Still, 51 is more than 49, and 4 is greater than zero. Even if Democrats suffered nothing even resembling an upset, and went 4-for-4 in Florida, Indiana, Missouri, and North Dakota, they'd still need to win two seats currently held by Republicans. Recall that only 9 Republican seats are on anyone's ballot. Alas, these 9 include Nebraska, Utah, Wyoming, and, on account of a retirement, both seats in Mississippi. Forget about those five. Let's list the other four in order of ripeness with an appropriate handicapping descriptor:
Arizona (Democrat favored)
Nevada (Democrat more likely than not to win)
Tennessee (knife's edge)
Texas (this would be a Democratic upset)
Maybe the first thing to be said about this list is geographical. It's true that Democratic fortunes have ebbed in the older, whiter Midwest. But they are rising in the sunny and growing Southwest. New Mexico has completed the transition from red to blue, Arizona and Nevada are en route, and Texas is next in line.

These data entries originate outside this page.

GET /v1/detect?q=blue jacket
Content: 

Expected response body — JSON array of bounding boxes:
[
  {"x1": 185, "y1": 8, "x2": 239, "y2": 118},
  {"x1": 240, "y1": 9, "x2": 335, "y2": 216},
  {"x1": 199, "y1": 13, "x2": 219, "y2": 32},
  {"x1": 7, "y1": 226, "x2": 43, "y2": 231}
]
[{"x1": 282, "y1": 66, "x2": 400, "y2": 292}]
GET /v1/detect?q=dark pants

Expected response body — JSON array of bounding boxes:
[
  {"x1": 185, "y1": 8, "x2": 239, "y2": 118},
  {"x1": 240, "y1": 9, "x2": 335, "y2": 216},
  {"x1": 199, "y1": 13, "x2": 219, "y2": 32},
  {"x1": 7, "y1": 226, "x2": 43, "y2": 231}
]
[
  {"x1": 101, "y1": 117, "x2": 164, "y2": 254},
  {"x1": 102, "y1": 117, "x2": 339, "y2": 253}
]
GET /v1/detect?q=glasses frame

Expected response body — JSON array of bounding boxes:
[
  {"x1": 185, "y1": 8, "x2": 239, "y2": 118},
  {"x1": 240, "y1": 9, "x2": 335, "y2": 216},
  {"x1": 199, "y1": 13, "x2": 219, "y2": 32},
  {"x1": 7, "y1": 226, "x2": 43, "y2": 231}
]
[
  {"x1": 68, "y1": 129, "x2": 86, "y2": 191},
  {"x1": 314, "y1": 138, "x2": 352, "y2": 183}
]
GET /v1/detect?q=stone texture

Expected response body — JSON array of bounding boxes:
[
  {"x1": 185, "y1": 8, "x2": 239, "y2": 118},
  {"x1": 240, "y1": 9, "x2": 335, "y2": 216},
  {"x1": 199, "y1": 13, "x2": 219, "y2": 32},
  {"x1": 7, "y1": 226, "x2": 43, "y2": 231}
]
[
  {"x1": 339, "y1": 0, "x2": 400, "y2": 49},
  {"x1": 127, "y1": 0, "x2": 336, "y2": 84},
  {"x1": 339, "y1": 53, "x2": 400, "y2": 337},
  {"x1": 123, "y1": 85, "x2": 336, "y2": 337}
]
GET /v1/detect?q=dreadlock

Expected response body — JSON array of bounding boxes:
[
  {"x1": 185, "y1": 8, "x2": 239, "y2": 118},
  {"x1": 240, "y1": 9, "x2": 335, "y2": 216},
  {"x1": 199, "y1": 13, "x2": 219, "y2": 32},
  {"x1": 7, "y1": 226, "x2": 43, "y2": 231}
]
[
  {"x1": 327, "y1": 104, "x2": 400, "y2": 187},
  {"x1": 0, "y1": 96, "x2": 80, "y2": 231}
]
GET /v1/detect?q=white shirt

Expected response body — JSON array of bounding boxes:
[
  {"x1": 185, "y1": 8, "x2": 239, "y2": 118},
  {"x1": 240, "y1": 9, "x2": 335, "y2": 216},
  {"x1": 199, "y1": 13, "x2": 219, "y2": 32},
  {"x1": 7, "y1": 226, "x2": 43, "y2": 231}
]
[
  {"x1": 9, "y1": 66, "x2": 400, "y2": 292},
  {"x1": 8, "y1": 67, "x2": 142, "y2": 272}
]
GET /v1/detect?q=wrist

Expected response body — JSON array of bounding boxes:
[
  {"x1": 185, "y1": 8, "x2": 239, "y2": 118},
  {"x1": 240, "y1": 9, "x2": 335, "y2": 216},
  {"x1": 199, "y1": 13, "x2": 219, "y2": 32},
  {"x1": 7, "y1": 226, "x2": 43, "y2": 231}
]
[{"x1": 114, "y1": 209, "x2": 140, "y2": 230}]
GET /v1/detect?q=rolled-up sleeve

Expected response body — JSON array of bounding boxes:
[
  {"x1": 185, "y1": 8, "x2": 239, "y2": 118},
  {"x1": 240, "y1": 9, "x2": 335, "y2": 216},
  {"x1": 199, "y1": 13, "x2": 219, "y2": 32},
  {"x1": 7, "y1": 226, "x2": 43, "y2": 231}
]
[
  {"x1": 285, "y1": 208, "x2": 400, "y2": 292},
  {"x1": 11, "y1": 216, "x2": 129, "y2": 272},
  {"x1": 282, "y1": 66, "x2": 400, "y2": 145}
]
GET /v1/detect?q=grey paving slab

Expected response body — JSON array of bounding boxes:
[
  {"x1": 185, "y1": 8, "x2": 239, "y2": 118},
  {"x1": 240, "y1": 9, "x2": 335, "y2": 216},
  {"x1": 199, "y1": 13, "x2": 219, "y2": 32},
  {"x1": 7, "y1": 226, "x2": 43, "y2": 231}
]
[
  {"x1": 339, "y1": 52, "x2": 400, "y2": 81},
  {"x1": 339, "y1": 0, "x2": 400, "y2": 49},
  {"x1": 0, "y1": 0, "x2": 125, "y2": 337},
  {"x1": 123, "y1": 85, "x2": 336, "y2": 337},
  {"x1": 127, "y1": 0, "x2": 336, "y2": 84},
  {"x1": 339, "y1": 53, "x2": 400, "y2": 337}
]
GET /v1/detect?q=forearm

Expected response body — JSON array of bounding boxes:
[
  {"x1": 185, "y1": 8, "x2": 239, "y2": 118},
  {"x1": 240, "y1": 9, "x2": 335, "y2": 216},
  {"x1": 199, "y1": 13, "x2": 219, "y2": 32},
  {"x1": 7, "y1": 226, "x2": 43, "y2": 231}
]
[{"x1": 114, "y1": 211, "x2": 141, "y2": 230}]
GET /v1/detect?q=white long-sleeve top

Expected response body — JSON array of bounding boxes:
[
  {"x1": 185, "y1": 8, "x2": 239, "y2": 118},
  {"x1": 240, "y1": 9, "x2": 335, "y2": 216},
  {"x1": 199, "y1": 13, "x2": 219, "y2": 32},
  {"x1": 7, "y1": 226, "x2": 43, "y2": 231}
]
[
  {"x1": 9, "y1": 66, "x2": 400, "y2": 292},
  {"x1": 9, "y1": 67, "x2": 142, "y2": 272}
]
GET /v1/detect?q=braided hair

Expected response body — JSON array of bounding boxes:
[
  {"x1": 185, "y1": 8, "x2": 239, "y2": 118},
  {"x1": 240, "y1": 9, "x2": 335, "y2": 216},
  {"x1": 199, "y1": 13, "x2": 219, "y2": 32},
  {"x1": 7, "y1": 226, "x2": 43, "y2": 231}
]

In Tennessee, a crimson state, the Democrats have a very strong candidate, Phil Bredeson, who, when running for reelection for governor in 2006, won two-thirds of the statewide vote and all 95 counties.
The sum of it all is that, right now, it looks like a Senate majority hinges on the outcomes across eight states--four seats that the Democrats are trying to defend (in Indiana, North Dakota, Missouri, and Florida) and four where Democrats are on offense (in Nevada, Arizona, Tennessee, and Texas). For a majority, Democrats need to win most of them--probably six of the eight. That sounds like a tall order, and it is, but here's something: the likelihood of winning six isn't much less than the likelihood of winning four. Today, it looks like Republicans have at least a two-thirds chance of retaining their majority. But suppose we could know today that, say, Democrat Claire McCaskill was going to win reelection in Missouri. The Democrats' chances of flipping the Senate would then jump from less than a third to better than fifty-fifty--on the principle that if the tide rolls in, the tide rolls in. The converse would be that if we knew McCaskill was going down, we could be reasonably sure that Republicans would win most of these tight races and add to their Senate majority--because if the crest of the wave doesn't bring McCaskill to shore, it likely will fail also in Texas, Indiana, North Dakota, and Tennessee.